'80s Game Quest: Scavenger Hunt and Pub Crawl
Stella’s Lounge, Grand Rapids
July 21, 11 a.m.-5 p.m.
stellasgr.com, (616) 742-4444
If you ever listened to Duran Duran’s latest hit on your boom box, inquired about the whereabouts of “the beef” or watched anything on Betamax, chances are you’ll dig this event. Stella’s Lounge is hosting an all-day Grand Rapids bar crawl in which teams race to complete 10 challenges, record the evidence on their smartphones and compete to become Grand Mega Champions (complete with a totally tubular trophy).
“I hope to surprise everyone with a few interesting twists,” said Event Organizer Garry Boyd. “There will be some human interaction at some of the checkpoints as well. Challenges will have to be overcome and information exchanged for the teams to move forward.”
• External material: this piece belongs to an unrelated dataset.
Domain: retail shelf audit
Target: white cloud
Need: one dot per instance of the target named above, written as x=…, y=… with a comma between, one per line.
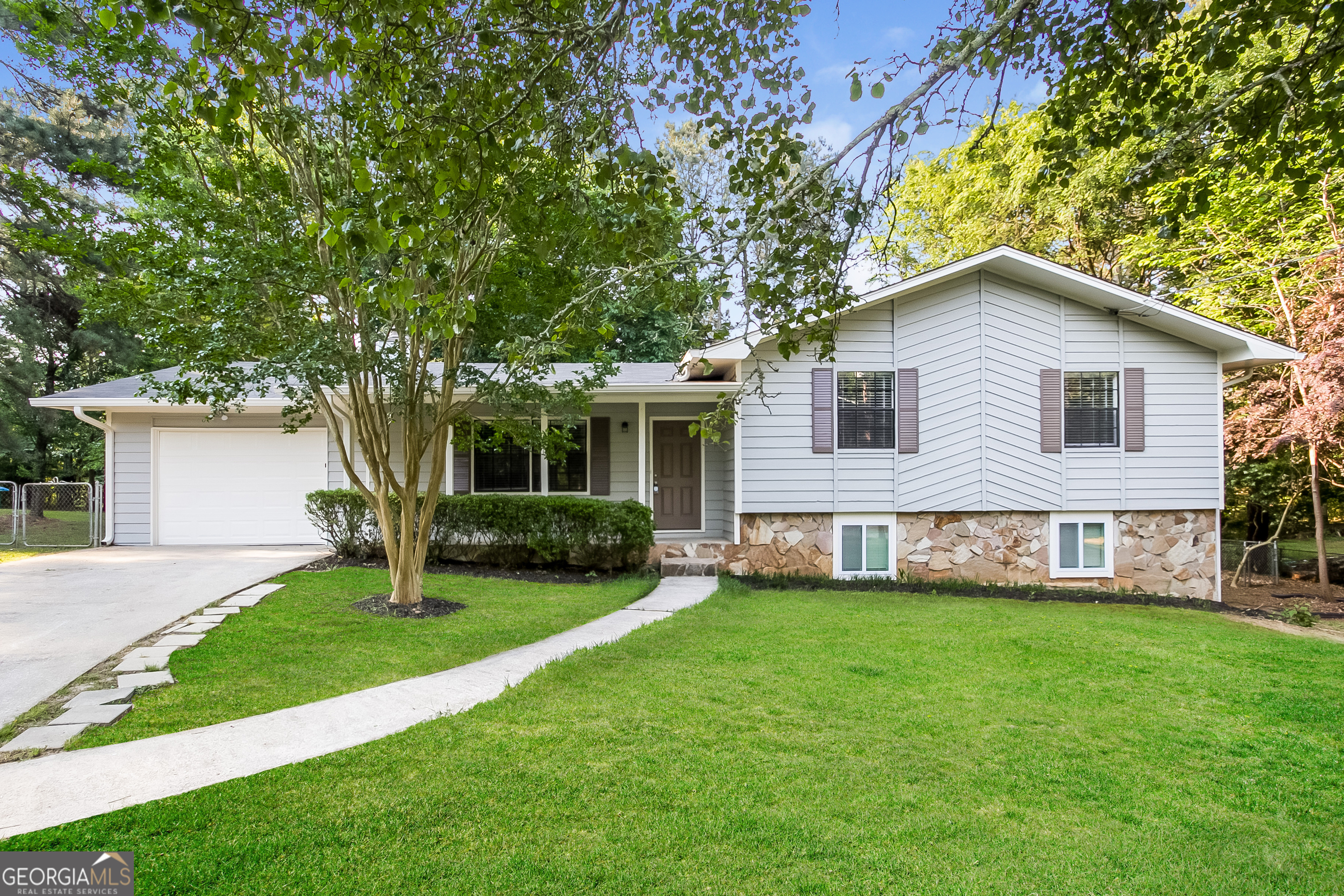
x=835, y=131
x=900, y=37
The inspiration for the quest comes from a science-fiction novel published at the end of last year – Ernest Cline’s Ready Player One. The book chronicles the life of high-schooler Wade Watt’s rise to online gaming fame in 2044, when the world and its global economy are in shambles. Watt, known as Parzival in the massive multiplayer simulation game OASIS, seeks three keys left behind by one of OASIS’ founders, James Halliday. Unfortunately, so is the rest of the gaming universe. Armed with his vast knowledge of ‘80s pop culture (Halliday’s favorite), Parzival and his allies conquer challenge after challenge (playing a perfect game of Pac-Man, quoting Monty Python and the Holy Grail word for word, etc.) in an effort to find the keys, achieve invincibility and inherit OASIS.
Boyd calls his discovery of this book a “happy accident.”
“I was reading a review for the book in The Economist, and the next morning, there was a recommendation on my Kindle for it, so I took it as a sign that I needed to read it,” Boyd said. “The Grand Rapids Public Library approached us about doing an event for the book, since the storyline deals with the video game culture of the ‘80s and Stella’s Lounge actually has the original cabinet games mentioned in the book.”
While this quest won’t be quite as daunting as the one in the book, players will still have to be on their game. Boyd doesn’t give away a whole lot of surprises, but he does have some pointers for players.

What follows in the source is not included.